Julington-Creek-Newborn-Session

For today’s Monday Musings, I am puling inspiration from my own body of work.

For a little over a year I decided to let go of newborn work so that I could accomplish two things.

The first was to focus more on my family work and second, was to renew my zest for photographing new life.

I fell victim to thinking I could do it all, and be somewhat good at it all.  But the reality was that I wasn’t fulfilling what I wanted to achieve for myself and there were areas of my work that suffered because of that. A little selfish maybe. But I could tell there was a true bottleneck to my creativity and that was my work as it stood with newborns. As much as I adored the curled up babies in baskets, bows, backdrops, chin on hand pose..etc..and could quite definitely pull it off in a safe way of course. I just felt it wasn’t my calling. I was creating for my clients because I felt like that is what they wanted to see. But the longing for creating imagery that truly spoke to the soul and could stand the test of time is something I was after. I thought about what I stand for in my business values and how I would only produce those things that I would want for myself [insert more selfish here]. My home is filled with black and white images, detailed shots of of my kids and their favorite things, and a few traditional styled family photos but not very much “posed studio styled” portraits. And when I say studio styled I just mean shots where I have set up backdrops or faux flooring and things of that nature.
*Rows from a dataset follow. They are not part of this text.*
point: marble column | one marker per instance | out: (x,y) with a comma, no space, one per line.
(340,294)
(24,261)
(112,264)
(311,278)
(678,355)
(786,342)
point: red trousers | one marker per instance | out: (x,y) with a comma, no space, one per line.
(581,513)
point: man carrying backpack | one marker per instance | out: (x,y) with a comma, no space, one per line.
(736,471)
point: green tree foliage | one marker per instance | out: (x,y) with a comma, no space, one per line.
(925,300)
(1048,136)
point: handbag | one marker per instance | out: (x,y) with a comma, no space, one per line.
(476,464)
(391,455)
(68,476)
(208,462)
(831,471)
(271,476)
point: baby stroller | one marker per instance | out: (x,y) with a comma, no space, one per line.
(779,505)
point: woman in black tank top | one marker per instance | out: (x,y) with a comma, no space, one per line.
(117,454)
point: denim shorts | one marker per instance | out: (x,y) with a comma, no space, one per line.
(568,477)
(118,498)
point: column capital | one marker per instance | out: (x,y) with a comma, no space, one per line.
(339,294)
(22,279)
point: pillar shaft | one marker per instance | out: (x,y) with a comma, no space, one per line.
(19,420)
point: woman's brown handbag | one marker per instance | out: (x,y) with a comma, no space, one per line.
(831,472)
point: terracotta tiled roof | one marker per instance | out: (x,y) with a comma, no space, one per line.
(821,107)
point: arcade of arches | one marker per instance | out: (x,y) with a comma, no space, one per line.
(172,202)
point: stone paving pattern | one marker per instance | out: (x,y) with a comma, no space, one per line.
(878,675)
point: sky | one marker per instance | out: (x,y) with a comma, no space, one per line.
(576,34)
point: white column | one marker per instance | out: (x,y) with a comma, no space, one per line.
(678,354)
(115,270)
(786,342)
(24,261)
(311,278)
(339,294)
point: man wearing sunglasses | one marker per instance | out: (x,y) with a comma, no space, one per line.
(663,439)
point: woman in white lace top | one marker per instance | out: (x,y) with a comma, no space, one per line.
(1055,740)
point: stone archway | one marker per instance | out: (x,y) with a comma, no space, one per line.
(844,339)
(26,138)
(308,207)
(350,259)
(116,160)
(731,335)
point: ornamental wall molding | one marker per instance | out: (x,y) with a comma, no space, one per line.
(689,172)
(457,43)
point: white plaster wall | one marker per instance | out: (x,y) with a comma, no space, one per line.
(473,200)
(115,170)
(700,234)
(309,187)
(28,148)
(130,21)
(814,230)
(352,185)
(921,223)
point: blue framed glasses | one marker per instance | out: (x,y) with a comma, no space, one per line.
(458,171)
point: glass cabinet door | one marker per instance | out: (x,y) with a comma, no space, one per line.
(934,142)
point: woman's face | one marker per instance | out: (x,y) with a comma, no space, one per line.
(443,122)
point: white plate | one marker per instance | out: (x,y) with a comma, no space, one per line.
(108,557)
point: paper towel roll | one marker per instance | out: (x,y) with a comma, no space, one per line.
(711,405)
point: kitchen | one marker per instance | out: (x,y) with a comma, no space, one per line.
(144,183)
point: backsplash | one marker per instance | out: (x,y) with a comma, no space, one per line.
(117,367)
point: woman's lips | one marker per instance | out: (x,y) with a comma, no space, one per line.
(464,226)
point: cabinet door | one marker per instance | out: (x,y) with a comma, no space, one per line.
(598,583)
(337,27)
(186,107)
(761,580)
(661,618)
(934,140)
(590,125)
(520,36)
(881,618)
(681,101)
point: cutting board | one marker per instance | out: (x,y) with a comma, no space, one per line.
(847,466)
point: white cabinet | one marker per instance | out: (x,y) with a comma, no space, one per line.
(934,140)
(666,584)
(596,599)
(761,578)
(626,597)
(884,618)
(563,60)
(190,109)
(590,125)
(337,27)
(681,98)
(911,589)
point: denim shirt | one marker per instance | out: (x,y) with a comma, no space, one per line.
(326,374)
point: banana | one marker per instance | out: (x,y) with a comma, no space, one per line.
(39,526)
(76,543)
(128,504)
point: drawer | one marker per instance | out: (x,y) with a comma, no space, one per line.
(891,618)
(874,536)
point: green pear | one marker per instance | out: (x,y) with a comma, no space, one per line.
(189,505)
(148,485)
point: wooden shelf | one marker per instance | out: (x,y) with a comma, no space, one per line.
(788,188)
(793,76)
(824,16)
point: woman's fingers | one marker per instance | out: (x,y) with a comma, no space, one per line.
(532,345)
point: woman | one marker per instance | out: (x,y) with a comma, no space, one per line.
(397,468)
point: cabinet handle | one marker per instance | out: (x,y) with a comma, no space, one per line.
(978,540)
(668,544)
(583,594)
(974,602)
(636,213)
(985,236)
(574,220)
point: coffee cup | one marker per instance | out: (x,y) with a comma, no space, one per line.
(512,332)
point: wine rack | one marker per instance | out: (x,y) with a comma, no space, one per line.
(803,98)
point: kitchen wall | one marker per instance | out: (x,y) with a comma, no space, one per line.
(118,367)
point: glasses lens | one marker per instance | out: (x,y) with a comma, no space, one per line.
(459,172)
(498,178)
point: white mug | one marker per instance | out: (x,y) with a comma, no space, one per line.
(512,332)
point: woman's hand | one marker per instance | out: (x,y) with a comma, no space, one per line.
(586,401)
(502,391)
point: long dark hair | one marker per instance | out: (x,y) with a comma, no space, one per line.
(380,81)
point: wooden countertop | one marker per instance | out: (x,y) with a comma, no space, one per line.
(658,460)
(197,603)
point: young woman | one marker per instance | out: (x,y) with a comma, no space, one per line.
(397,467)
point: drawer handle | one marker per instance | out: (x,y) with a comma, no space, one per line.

I’m not in a place where I truly love those images and maybe things will change later on. But I value more expressions, connections and the raw nature in an image. So I took time off to practice my craft and work with families who understood my new vision. I stripped down my newborn sessions and instead opted to use the home as a background and the parents and siblings as props.

This by far has been the most groundbreaking but also scary for me as an artist and a business person. The fear of loosing families who aren’t particular to lifestyle photography and prefer more posed newborn work. Of which I feel like I still can apply some of the same concepts I used before so it’s not a total loss. However, there are just some amazingly talented newborn photographers out there who do specialize in that style that I would happily recommend instead. Even if that means having to say no to a few families.

The more that I can create that is real and can withstand the test of time as a true art piece. The more value there is for the both the client and I. This my friends, is my heart on my sleeve and everything I stand for in my work and I promise to hold my self accountable of creating more of it.